We determined whether the IFN-beta gene can be used to suppress angiogenesis, tumor growth, and metastasis of human prostate cancer cells growing in the prostate of nude mice. Highly metastatic PC-3M human prostate cancer cells were engineered to constitutively produce murine IFN-beta subsequent to infection with a retroviral vector containing murine IFN-beta cDNA. Parental (PC-3M-P), control vector-transduced (PC-3M-Neo), and IFN-beta-transduced (PC-3M-IFN-beta) cells were injected into the prostate (orthotopic) or subcutis (ectopic) of nude mice. PC-3M-P and PC-3M-Neo cells produced rapidly growing tumors and regional lymph node metastases, whereas PC-3M-IFN-beta cells did not. PC-3M-IFN-beta cells also suppressed the tumorigenicity of bystander nontransduced prostate cancer cells. PC-3M-IFN-beta cells produced small tumors (3-5 mm in diameter) in nude mice treated with anti-asialo GM1 antibodies and in severe combined immunodeficient/Beige mice. Immunohistochemical staining revealed that PC-3M-IFN-beta tumors were homogeneously infiltrated by macrophages, whereas control tumors contained fewer macrophages at their periphery. Most tumor cells in the control tumors were stained positive by an antibody to proliferative cell nuclear antigen; very few were positively stained by terminal deoxynucleotidyl transferase-mediated dUTP-biotin nick-end labeling. In sharp contrast, PC-3M-IFN-beta tumors contained fewer proliferative cell nuclear antigen-positive cells and many terminal deoxynucleotidyl transferase-mediated dUTP-biotin nick-end labeling-positive cells. Staining with antibody against CD31 showed that control tumors contained more blood vessels than PC-3M-IFN-beta tumors. PC-3M-IFN-beta cells were more sensitive to lysis mediated by natural killer cells in vitro or to cytostasis mediated by macrophages than control transduced cells. Conditioned medium from PC-3M-IFN-beta cells augmented splenic cell-mediated cytolysis to control tumor cells, which could be neutralized by antibody against IFN-beta. Collectively, the data suggest that the suppression of tumorigenicity and metastasis of PC-3M-IFN-beta cells is due to inhibition of angiogenesis and activation of host effector cells.
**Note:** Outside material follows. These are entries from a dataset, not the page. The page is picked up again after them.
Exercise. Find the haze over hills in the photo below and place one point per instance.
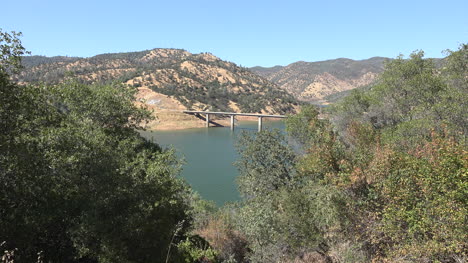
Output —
(169, 80)
(313, 81)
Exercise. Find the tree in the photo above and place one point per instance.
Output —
(78, 182)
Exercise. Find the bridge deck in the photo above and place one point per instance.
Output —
(235, 114)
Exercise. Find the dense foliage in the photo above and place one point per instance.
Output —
(78, 182)
(384, 179)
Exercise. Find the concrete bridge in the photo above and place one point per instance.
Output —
(232, 114)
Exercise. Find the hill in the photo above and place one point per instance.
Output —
(313, 81)
(169, 80)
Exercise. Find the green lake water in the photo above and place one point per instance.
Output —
(209, 155)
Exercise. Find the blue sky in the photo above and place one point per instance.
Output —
(249, 33)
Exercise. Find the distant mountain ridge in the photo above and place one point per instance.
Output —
(182, 79)
(314, 81)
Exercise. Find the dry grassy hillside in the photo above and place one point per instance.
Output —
(313, 81)
(169, 81)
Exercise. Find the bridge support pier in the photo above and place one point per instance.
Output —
(259, 124)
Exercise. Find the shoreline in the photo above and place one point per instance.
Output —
(184, 123)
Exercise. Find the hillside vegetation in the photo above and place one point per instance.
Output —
(383, 179)
(197, 81)
(313, 81)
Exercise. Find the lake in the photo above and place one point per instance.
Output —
(209, 155)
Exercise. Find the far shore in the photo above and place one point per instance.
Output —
(189, 122)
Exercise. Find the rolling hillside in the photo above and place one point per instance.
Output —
(314, 81)
(170, 79)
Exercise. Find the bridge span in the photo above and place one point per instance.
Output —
(232, 114)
我们确定了干扰素-β(IFN-β)基因是否可用于抑制裸鼠前列腺中生长的人前列腺癌细胞的血管生成、肿瘤生长和转移。在感染含有鼠IFN-β cDNA的逆转录病毒载体后,对高转移性PC-3M人前列腺癌细胞进行基因改造,使其组成性产生鼠IFN-β。将亲代细胞(PC-3M-P)、对照载体转导的细胞(PC-3M-Neo)和IFN-β转导的细胞(PC-3M-IFN-β)注射到裸鼠的前列腺(原位)或皮下(异位)。PC-3M-P和PC-3M-Neo细胞产生快速生长的肿瘤和区域淋巴结转移,而PC-3M-IFN-β细胞则不会。PC-3M-IFN-β细胞还抑制了旁观者未转导的前列腺癌细胞的致瘤性。在用抗去唾液酸GM1抗体处理的裸鼠和严重联合免疫缺陷/米色小鼠中,PC-3M-IFN-β细胞产生了小肿瘤(直径3-5毫米)。免疫组织化学染色显示,PC-3M-IFN-β肿瘤被巨噬细胞均匀浸润,而对照肿瘤周边的巨噬细胞较少。对照肿瘤中的大多数肿瘤细胞用增殖细胞核抗原抗体染色呈阳性;很少有细胞用末端脱氧核苷酸转移酶介导的dUTP-生物素缺口末端标记呈阳性染色。形成鲜明对比的是,PC-3M-IFN-β肿瘤中增殖细胞核抗原阳性细胞较少,而末端脱氧核苷酸转移酶介导的dUTP-生物素缺口末端标记阳性细胞较多。用抗CD31抗体染色显示,对照肿瘤中的血管比PC-3M-IFN-β肿瘤中的血管多。与对照转导细胞相比,PC-3M-IFN-β细胞在体外对自然杀伤细胞介导的裂解或巨噬细胞介导的细胞生长抑制更敏感。来自PC-3M-IFN-β细胞的条件培养基增强了脾细胞介导的对对照肿瘤细胞的细胞溶解作用,这可以被抗IFN-β抗体中和。总体而言,数据表明PC-3M-IFN-β细胞致瘤性和转移的抑制是由于血管生成的抑制和宿主效应细胞的激活。